The Swiss National Council (NC) rejected the parameters originally proposed by the Motion 24.4596 "Besserer Schutz des geistigen Eigentums vor KI-Missbrauch" / "Better Protection of Intellectual Property Against AI Misuse", put forward by Council of States (CS) member Petra Gössi of the liberal party, while affirming the overall need to strengthen the protection of copyrighted content against AI-related misuse. The NC adopted, however, the motion in an amended form on 16 September 2025.

Gössi submitted the motion in December 2024. It requires the Federal Council (FC) to ensure that copyrighted works (such as newspaper articles or picture) are protected when used by AI system providers. It proposes that rights holders must give explicit consent (in the sense of an opt-in) before their copyrighted works can be used to train generative AI systems, and that providers of publicly available AI systems should not be allowed to rely on existing exceptions in the Copyright Act (CopA), e.g., the right to use copyrighted works for purposes of scientific research (Article 24d CopA, Swiss law's text and data mining exception). The motion further stipulates that Swiss law should apply and that Swiss courts should have jurisdiction if products generated by such systems are made available in Switzerland.

The FC recommended adopting the motion. The CS approved it on 20 March 2025, after which the NC’s Committee for Science, Education, and Culture examined it on 5 September 2025. After consulting experts, the committee concluded that the motion would unduly restrict the permissible use of copyrighted works. The committee nevertheless supported the motion’s overall goal – the better protection of intellectual property against "AI misuse." The committee advised that the NC adopt the motion in an amended form. The amended motion requests the FC to implement stronger protection of intellectual property against "AI misuse," while ensuring Switzerland remains competitive in AI research, development, and commercialization (cf. Report of the committee here). Overall, it offers considerably more leeway for specifying a balanced approach in the upcoming legislative process.

The NC discussed the motion on 16 September 2025, endorsed the committee’s assessment, and voted in favor of adoption in the amended form as proposed by the committee by 121 to 66 votes (with eight abstentions) (see the debate's transcript here). The motion will be reassigned to the CS for deliberation on the amended motion. Once the motion has passed, the FC will draft a detailed legislative proposal, with the Intellectual Property Institute already engaging in preparatory works.
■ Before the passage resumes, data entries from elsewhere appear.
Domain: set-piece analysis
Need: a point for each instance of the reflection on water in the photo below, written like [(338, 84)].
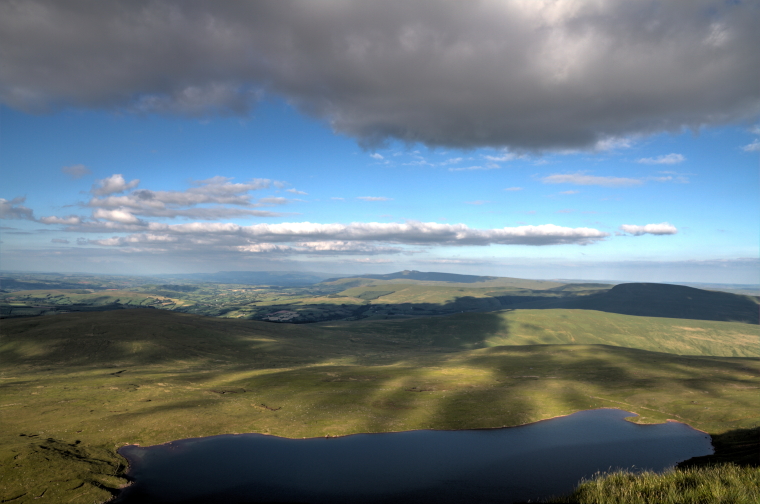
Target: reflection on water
[(494, 465)]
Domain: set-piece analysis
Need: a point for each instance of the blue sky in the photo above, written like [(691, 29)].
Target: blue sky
[(146, 180)]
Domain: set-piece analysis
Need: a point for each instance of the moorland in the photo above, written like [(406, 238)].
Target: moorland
[(122, 360)]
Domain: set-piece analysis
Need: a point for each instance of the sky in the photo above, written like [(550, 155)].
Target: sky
[(606, 139)]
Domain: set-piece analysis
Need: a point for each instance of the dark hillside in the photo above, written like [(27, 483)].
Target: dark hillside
[(663, 300)]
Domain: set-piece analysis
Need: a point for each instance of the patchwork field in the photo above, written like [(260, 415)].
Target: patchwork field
[(74, 387)]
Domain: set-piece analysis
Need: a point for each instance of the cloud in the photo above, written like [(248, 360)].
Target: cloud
[(13, 209), (219, 191), (753, 147), (507, 156), (664, 159), (581, 178), (663, 228), (528, 75), (70, 220), (201, 235), (120, 216), (612, 143), (76, 171), (112, 185)]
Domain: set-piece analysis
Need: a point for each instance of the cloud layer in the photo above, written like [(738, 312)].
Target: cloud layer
[(526, 74), (663, 228)]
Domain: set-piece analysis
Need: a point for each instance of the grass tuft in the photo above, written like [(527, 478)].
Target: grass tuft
[(716, 484)]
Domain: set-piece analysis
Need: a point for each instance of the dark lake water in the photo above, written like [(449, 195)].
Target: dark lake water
[(493, 465)]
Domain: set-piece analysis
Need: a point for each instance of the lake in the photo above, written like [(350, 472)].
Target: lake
[(491, 465)]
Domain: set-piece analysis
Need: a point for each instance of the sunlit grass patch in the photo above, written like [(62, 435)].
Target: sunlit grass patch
[(718, 484)]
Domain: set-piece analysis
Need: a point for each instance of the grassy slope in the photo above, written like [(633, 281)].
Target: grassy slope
[(541, 327), (663, 300), (150, 376)]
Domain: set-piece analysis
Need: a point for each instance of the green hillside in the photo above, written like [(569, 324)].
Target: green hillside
[(74, 387), (664, 300), (558, 326)]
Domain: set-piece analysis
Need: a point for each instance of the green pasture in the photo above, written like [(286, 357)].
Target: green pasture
[(548, 327), (74, 387)]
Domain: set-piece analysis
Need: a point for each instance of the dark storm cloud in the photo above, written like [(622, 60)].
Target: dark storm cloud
[(524, 74)]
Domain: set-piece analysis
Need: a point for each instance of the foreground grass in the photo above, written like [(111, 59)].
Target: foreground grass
[(75, 387), (725, 483)]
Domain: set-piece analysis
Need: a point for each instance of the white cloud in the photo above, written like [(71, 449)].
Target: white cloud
[(664, 159), (70, 220), (613, 143), (120, 216), (753, 147), (112, 185), (409, 233), (76, 171), (219, 191), (663, 228), (531, 75), (507, 156), (581, 178), (13, 209)]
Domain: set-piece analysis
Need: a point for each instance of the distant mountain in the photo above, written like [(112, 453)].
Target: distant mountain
[(279, 278), (662, 300), (425, 277)]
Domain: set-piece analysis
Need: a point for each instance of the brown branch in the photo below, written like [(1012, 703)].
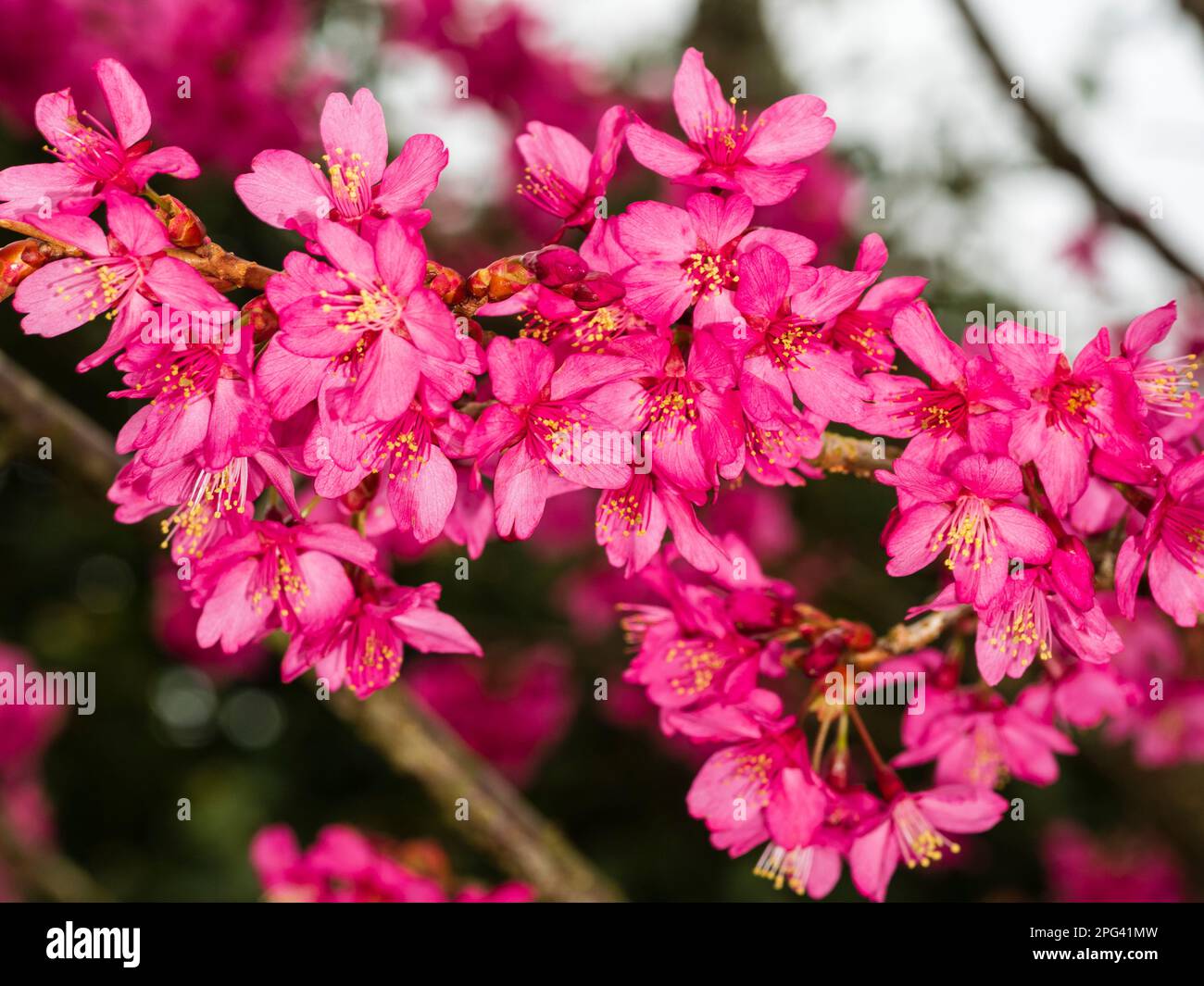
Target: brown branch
[(44, 870), (1060, 156), (909, 637), (35, 412), (408, 736), (416, 742), (215, 264)]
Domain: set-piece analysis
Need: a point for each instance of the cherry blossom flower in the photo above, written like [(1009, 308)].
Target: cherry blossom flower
[(561, 176), (364, 645), (964, 509), (121, 276), (911, 829), (92, 160), (1172, 541), (693, 256)]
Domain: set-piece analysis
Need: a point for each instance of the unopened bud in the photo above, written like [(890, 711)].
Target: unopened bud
[(597, 291), (501, 280), (558, 267), (19, 260), (448, 284)]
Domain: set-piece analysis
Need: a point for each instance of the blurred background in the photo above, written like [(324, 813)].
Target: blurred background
[(970, 185)]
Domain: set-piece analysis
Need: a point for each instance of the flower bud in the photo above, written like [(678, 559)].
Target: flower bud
[(597, 291), (184, 227), (557, 267), (19, 260), (501, 280), (357, 499), (259, 316)]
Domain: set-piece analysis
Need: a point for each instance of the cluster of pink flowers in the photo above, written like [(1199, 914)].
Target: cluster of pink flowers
[(345, 866), (673, 353)]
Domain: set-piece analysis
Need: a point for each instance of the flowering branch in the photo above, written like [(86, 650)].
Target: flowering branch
[(218, 267), (53, 876), (497, 818), (410, 738)]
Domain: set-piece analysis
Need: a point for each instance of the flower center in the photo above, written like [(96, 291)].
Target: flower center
[(349, 183), (1169, 385), (919, 841), (968, 532)]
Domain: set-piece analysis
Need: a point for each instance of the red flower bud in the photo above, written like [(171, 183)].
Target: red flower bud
[(259, 316), (558, 267), (597, 291), (448, 284), (184, 227), (501, 280)]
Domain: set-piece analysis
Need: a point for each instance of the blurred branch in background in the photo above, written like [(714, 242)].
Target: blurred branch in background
[(1060, 156), (497, 818)]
From a legal and policy perspective, the initial motion approach was criticized as not only questionable with regard to the CopA's overall systematics but also hard to implement and likely an international outlier. The vast data requirements for training AI models would, indeed, seem to make it very hard to comprehensively identify copyrighted works within this data or to obtain consent from all copyright holders. If enforced as originally drafted, the motion may even pose a hurdle to AI research and development in Switzerland. This is all the more so since there are indications for a more lenient approach in the EU and the US. In its debate, the NC raised similar concerns and called for a practicable way to protect copyrighted works from misuse by AI providers. Alternative approaches could, for instance, include a collective licensing scheme, a statutory license (possibly with opt-out elements), or a more tailored, potentially royalty-bearing (e.g. "AI flat fee") copyright exception. Accordingly, the NC’s debate addressed several elements helpful to such approaches, and to achieving the Motion's overall goal, in particular (granular) machine-readable opt-out standards, transparency and reporting obligations, and effective enforcement measures.

Measures outside the CopA framework are not covered by the motion and were thus not explicitly addressed in the debate. Nevertheless, they should be part of the picture, since training data often include non-copyrighted works – or works whose copyright status is uncertain – such as raw and/or machine data portfolios and – increasingly – synthetic or modelled data.

In the context of the ongoing public and political discourse surrounding AI regulation, it will be imperative to monitor international legal developments, including the further unfolding of US and UK case law, and potential legislative measures in the US or Japan. This is to ensure that the Swiss regulatory framework, while taking content holder interests into consideration, will not impede Switzerland's status as a leading hub for innovation and technological progress.